Ricerca accademica e industriale: perché il dialogo è fondamentale per l’innovazione?

L’intelligenza artificiale sta trasformando profondamente i modelli di innovazione e produzione, ma la sua efficacia dipende sempre più dalla qualità dei dati con cui viene addestrata.

In questo contesto, la collaborazione tra ricerca accademica e industria non è solo auspicabile, ma necessaria. Ne abbiamo parlato con il Prof. Carlo Sansone – professore ordinario presso l’Università Federico II di Napoli e Board vice President del progetto FAIR – Future AI Research – e il Prof. Sergio Di Martino, professore ordinario presso l’Università Federico II di Napoli e Principal Investigator dello Spoke 3 di FAIR dedicato alla Resilient AI a cui partecipa anche SADAS.

Al centro del progetto: dati in-the-wild, algoritmi resilienti e affidabili, e un modello virtuoso di innovazione aperta, che punta a creare un ponte solido tra mondo accademico e imprese.


Prof. Carlo Sansone

Professore, si parla sempre più spesso di trustworthy AI. Quali sono i valori imprescindibili, i pilastri fondamentali affinché queste tecnologie siano affidabili?

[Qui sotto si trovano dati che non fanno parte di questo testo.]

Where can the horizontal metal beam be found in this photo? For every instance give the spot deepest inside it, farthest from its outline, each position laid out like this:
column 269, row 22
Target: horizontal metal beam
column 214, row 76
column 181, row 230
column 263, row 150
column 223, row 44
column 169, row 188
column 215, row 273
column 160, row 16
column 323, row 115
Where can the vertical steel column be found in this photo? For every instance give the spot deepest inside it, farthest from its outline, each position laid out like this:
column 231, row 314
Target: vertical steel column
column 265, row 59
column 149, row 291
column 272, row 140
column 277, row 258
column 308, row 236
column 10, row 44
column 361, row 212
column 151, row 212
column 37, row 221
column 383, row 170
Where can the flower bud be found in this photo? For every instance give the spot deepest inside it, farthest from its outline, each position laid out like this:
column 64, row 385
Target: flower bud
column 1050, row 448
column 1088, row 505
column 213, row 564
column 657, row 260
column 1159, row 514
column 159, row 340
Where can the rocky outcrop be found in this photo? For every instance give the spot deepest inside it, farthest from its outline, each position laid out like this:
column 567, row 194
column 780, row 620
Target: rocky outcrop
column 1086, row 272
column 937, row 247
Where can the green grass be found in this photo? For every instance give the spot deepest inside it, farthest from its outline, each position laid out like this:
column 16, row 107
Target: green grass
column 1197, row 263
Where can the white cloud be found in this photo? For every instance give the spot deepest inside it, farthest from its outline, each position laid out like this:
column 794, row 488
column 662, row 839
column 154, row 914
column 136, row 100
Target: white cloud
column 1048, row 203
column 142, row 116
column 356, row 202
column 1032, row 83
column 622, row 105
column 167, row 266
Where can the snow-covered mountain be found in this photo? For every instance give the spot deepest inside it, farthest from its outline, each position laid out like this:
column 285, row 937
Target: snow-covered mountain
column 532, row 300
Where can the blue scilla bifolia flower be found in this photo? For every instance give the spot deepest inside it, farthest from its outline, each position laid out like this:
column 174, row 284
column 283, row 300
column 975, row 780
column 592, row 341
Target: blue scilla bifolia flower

Sono molti gli aspetti di cui bisogna tenere conto. Uno dei primi è senz’altro la trasparenza: oggi si parla molto, per esempio, di Agentic Models, e uno dei problemi principali è che spesso non sappiamo esattamente con quali dati siano stati addestrati. Anche modelli che si presentano come “open” in realtà non sempre chiariscono in modo trasparente cosa c’è dietro la fase di training. E questo, chiaramente, pone dei limiti in termini di fiducia.

Poi c’è il tema dei Bias, che è altrettanto centrale. È un campo su cui stiamo lavorando anche nel nostro Spoke, sviluppando algoritmi per il debiasing. Li stiamo applicando inizialmente all’ambito medicale, ma l’idea è che possano essere estesi anche ad altri settori.

Un altro punto chiave è la spiegabilità dei modelli — l’explainability, per usare il termine tecnico. È importante che i sistemi di AI riescano a dare risposte comprensibili. Su questo fronte la ricerca si sta muovendo molto: ci sono contesti in cui siamo già a buon punto, altri in cui c’è ancora parecchio da fare.

Una nota importante riguarda però il fatto che trasparenza e spiegabilità, pur essendo valori fondamentali, possono a loro volta esporre i sistemi a rischi di sicurezza, in particolare a possibili attacchi da parte di attori malevoli. Quindi è importante trovare un equilibrio: da un lato vogliamo sistemi più leggibili, dall’altro però dobbiamo saperli proteggere. È una sfida che richiede molta attenzione.

In riferimento alla domanda precedente, consolidata l’affidabilità tecnologica, secondo lei, come si può costruire maggior fiducia intorno all’impiego dell’AI?

Se vogliamo costruire una fiducia più solida attorno all’uso dell’intelligenza artificiale, dobbiamo partire da un punto chiave: la consapevolezza. Quello che oggi si definisce AI Literacy è fondamentale. Serve una comprensione più diffusa non solo all’interno della comunità scientifica e industriale, ma anche tra i cittadini.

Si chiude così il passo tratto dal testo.